The working draft of the EEG 2027 makes ground-mounted PV the central expansion path: rising from 9.9 GW to 14 GW per year from 2027 to 2032. At the same time, the support scheme is being fundamentally rebuilt. The one-sided market premium gives way to a two-sided contract for difference (CfD) with a so-called “refinancing contribution.”

Voltpark chart: how the two-sided CfD works – protection on the downside, a cap on the upside
Voltpark chart: how the two-sided CfD works – protection on the downside, a cap on the upside

What's New?

Until now: if the market price exceeds the applicable value, the operator keeps the surplus. In future: if the technology-specific annual market value exceeds the applicable value, operators above 100 kW must pay back the difference as a refinancing contribution.

There is only a minimum revenue of 0.5 ct/kWh for solar, below which no clawback is allowed. The option to use high-price years as a buffer is thereby capped.

What This Means for Developers Today

1. Plan storage from day one. From mid-2026, the MiSpeL rule allows mixed operation for the first time: PV power (green, EEG-supported) and grid power (grey, market-price-based) in the same storage system. Anyone co-developing a green-power storage system today can capture the upside from grid charging once grid capacity later frees up – provided it is designed accordingly.

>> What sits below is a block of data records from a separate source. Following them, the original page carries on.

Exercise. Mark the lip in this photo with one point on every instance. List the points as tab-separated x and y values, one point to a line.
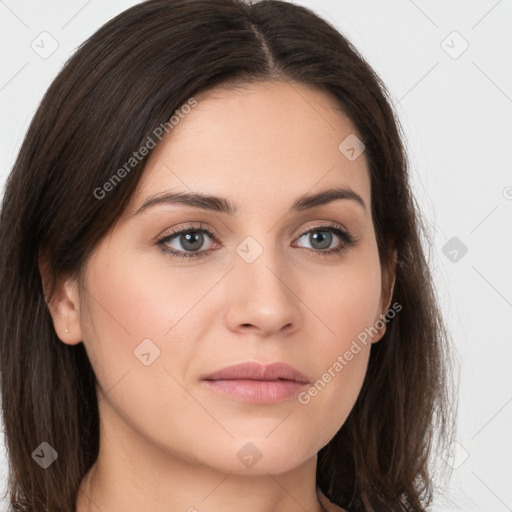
256	383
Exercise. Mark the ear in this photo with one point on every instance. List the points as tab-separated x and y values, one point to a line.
388	285
63	304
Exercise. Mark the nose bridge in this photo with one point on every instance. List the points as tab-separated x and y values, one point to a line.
264	295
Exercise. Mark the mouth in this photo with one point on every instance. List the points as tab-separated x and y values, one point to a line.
255	383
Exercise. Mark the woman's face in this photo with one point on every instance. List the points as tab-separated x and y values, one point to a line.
260	290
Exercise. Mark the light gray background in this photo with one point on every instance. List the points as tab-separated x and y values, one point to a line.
456	111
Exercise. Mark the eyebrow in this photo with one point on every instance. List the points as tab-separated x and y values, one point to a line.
223	205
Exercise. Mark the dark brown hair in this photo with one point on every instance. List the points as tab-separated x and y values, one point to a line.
126	80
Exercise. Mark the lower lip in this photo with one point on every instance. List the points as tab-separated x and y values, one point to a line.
257	391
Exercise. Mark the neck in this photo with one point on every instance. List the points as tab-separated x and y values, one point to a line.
132	474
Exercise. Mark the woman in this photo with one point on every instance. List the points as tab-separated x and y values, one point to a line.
214	293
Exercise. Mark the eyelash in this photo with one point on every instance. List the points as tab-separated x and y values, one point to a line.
347	241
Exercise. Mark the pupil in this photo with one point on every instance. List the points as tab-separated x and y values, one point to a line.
195	238
325	241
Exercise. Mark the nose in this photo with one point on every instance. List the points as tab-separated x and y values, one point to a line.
265	296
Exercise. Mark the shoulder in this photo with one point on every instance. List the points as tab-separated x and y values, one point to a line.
329	506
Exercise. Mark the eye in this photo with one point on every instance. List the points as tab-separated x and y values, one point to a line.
321	238
188	241
190	238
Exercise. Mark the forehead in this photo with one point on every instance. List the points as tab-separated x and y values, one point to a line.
265	141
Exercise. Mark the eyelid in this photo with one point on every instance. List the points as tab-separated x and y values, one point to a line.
347	240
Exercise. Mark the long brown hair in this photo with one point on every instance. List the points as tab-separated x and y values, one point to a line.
126	80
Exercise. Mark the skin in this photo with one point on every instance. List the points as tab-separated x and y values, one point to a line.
167	442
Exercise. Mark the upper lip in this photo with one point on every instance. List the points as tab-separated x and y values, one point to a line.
257	371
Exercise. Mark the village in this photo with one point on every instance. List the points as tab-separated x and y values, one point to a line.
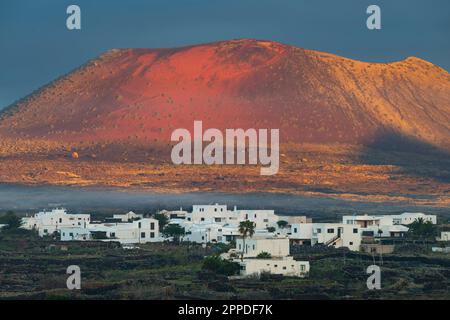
260	240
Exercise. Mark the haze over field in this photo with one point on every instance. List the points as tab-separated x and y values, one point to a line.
348	129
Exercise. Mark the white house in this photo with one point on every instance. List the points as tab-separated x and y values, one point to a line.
138	231
406	218
128	217
285	266
220	214
71	234
47	222
330	234
279	261
174	214
445	236
252	247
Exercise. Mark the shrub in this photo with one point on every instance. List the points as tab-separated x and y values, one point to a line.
220	266
264	255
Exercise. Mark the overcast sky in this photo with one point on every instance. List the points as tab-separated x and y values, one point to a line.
36	47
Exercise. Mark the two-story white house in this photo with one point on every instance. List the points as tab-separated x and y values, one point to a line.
47	222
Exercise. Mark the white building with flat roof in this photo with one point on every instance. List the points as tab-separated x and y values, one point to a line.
285	266
445	236
128	217
329	234
253	246
138	231
220	214
74	234
405	218
47	222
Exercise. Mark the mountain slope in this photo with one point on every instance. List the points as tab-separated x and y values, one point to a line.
310	96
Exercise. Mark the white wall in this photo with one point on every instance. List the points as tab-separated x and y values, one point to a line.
286	267
277	247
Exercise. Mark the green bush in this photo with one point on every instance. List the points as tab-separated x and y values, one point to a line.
220	266
264	255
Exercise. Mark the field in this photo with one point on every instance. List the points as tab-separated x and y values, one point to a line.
331	171
34	268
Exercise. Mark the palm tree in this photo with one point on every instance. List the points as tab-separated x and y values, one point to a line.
246	228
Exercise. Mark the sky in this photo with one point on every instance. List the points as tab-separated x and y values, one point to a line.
36	47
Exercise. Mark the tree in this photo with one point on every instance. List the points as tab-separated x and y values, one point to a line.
175	231
264	255
162	220
12	221
422	229
246	228
219	266
282	224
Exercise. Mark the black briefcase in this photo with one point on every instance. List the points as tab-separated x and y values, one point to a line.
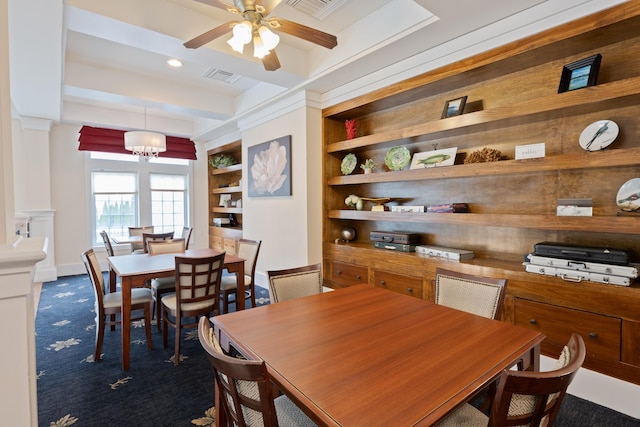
583	253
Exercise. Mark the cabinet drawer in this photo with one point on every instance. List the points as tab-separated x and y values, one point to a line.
406	285
601	334
349	274
215	242
230	246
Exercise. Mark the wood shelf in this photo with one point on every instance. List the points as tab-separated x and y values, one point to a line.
574	161
225	190
571	103
605	224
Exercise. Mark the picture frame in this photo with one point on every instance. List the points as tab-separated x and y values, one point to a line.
580	74
434	158
270	168
454	107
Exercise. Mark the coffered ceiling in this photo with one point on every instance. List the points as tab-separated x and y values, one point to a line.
104	63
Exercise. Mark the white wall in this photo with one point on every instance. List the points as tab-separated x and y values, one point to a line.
290	227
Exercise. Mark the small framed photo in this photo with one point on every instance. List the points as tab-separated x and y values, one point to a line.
454	107
435	158
579	74
225	200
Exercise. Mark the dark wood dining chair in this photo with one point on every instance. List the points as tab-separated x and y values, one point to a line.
197	293
247	395
110	303
163	285
295	282
526	397
483	296
247	250
137	231
151	237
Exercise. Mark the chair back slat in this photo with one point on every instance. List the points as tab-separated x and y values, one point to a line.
295	282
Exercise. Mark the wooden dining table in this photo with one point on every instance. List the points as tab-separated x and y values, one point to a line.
134	270
366	356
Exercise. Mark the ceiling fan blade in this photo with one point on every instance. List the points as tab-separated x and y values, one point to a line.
220	5
302	31
271	62
210	35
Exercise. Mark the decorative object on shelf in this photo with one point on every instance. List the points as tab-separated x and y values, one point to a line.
454	107
348	234
222	161
354	201
224	200
397	158
348	164
270	168
378	203
368	166
431	159
628	198
579	74
599	135
350	125
484	155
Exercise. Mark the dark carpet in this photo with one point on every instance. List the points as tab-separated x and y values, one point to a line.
75	390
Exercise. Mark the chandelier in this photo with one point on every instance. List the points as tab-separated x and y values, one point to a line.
144	143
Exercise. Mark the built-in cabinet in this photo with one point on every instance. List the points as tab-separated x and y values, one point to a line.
512	100
225	183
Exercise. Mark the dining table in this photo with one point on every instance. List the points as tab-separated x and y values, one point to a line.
367	356
135	270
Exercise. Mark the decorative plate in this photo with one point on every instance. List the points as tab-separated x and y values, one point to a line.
348	164
397	158
628	198
599	135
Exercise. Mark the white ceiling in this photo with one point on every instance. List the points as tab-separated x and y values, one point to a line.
103	63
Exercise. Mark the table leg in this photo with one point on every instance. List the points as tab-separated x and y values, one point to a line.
126	321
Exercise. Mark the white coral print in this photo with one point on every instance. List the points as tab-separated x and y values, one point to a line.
267	168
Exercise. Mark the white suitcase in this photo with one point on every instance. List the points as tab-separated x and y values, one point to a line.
577	275
630	271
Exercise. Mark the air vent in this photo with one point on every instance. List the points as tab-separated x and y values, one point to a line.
319	9
221	75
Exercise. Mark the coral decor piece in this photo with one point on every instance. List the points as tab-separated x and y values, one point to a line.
350	125
484	155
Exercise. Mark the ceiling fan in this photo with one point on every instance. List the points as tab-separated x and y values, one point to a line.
256	28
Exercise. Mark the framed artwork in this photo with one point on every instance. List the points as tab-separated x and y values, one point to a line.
435	158
270	168
580	74
454	107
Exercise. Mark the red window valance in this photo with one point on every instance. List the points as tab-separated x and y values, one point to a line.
112	141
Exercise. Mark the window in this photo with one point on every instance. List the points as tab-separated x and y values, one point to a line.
168	202
131	192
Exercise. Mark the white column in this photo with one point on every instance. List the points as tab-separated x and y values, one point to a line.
18	390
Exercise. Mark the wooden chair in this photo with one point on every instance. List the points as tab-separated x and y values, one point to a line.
248	250
483	296
526	397
110	304
149	237
197	293
247	396
186	235
295	282
137	231
163	285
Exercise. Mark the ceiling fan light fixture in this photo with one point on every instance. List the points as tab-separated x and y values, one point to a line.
269	38
259	49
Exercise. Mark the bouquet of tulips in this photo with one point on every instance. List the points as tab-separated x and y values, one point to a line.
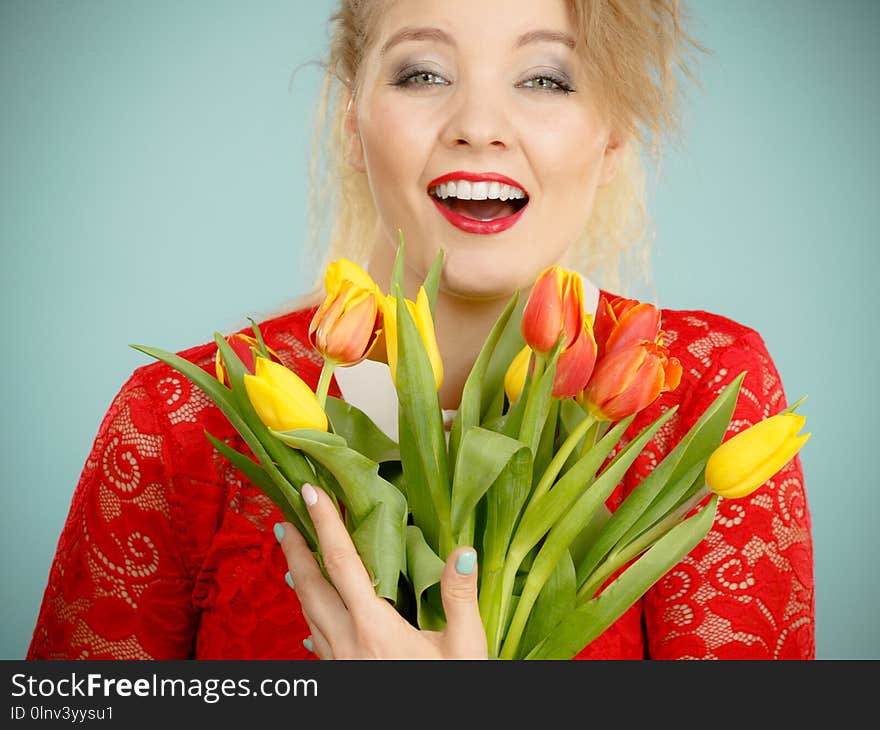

2. The 2026-vs-2027 cut-off becomes a valuation driver. Projects awarded before the EEG 2027 takes effect remain under the old market-premium logic – with full upside from high-price years and no clawback. Projects under the new regime, by contrast, will require structurally different bidding strategies: because bidders can no longer price in high-price years, award values are likely to rise on aggregate.

3. Diversify revenues. Which prices can be achieved under the new auctions is still unclear. Alongside classic PPAs, hybrid PPAs with storage or on-site PPAs can be sensible alternatives.

Nothing has been decided yet. But anyone developing projects today that will go online in 2027+ should prepare for the new reality.